By default the cluster size of NTFS is 4KB, it is how the file system allocates storage. Only one file per cluster is allowed and that cluster is wholly allocated to that file. This means that if you write a single 32 byte record (the size of a single historic record) it actually uses 4KB of disk space.
You can test this on your machine by creating a txt file, making the content just "A" and saving it. Go to the file properties in Explorer and it will tell you both the size and size on disk. Size on disk will be your cluster size, and as you increase the file to many MB, the size on disk will always be a multiple of your cluster size. Save "AAAAAA" to the file and now the file size increases but the actual size on disk is unaffected and so the actual disk space used is unchanged, as it is still going to use the allocated cluster until the file size is greater than the allocated cluster and then a new cluster is allocated.
This leads into the second question, why double it (with all of the historians taken into account)? Calculating actual disk space verses disk usage based on the 32 bytes per record and whatever cluster size you use isn't so easy. Given you rarely have a single record per week and likely a lot more causing multiple disk clusters to be used per file it does seem to work itself out (actually it seemed to be about 1.5 times the calculated size, but does come down to how much data per minute you store, and the guide of 4 values per minute per point isn't due to this behavior, that limit is due to something else). It's a guide by the product team, and each customer will be unique.
So with the default cluster size of 4KB and using historic values (32 bytes per record).
1 record per week = disk used is 4KB for 32 bytes of data, so you have a poor efficiency of 128 (i.e. 128 times the disk usage you calculate rather than "double it")

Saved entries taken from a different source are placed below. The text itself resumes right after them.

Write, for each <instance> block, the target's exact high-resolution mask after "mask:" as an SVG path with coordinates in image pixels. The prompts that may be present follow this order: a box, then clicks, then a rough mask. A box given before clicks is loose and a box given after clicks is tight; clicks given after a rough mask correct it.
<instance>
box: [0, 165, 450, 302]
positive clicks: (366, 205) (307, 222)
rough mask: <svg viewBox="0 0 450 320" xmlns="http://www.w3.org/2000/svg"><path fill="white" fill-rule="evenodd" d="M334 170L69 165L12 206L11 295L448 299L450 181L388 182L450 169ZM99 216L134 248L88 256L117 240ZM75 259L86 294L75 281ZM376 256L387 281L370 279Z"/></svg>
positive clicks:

2 records per week = disk used is 4KB, data storage needed is 64 bytes, efficiency is 64
32 records per week = disk used is 4KB, data storage needed is 1KB, efficiency is 4
64 records per week = disk used is 4KB, data storage needed is 2KB, efficiency is 2 (i.e. the magic double it!)
128 records per week = disk used is 4KB, data storage needed is 4KB, efficiency is 1
129 records per week = disk used is 8KB, data storage needed is 4,128 bytes, efficiency is 1.98
256 records per week = disk used is 8KB, data storage needed is 8KB, efficiency is 1
257 records per week = disk used is 12KB, data storage needed is 8,224 bytes, efficiency is 1.49
So you can see that with more data, as the number of clusters that get allocated to the file increases, the efficiency (disk usage based on raw numbers versus actual disk usage by NTFS) actually gets better on each roll-over. It is not a case of reducing the cluster size, that causes performance issues and has to be balanced.
Regarding file fragmentation, the use of clusters combined with the way data is streamed into a Geo SCADA system could compound that. However it makes little difference on SSDs as their random I/O read is on par with their sequential performance. But in a HDD as that NTFS cluster is reserved for that file the NTFS cluster will slowly be filled with data for that point for that week. Once the NTFS cluster is filled a new NTFS cluster will be allocated on disk. Chances are extremely likely that that new cluster won't be next to the original cluster on disk as it takes time to fill the NTFS cluster on any system (especially with the 32 bytes per record of historic values). So a defragmentation basically takes those clusters and puts them together on disk significantly increasing sequential read performance but making no difference to the cluster storage efficiency.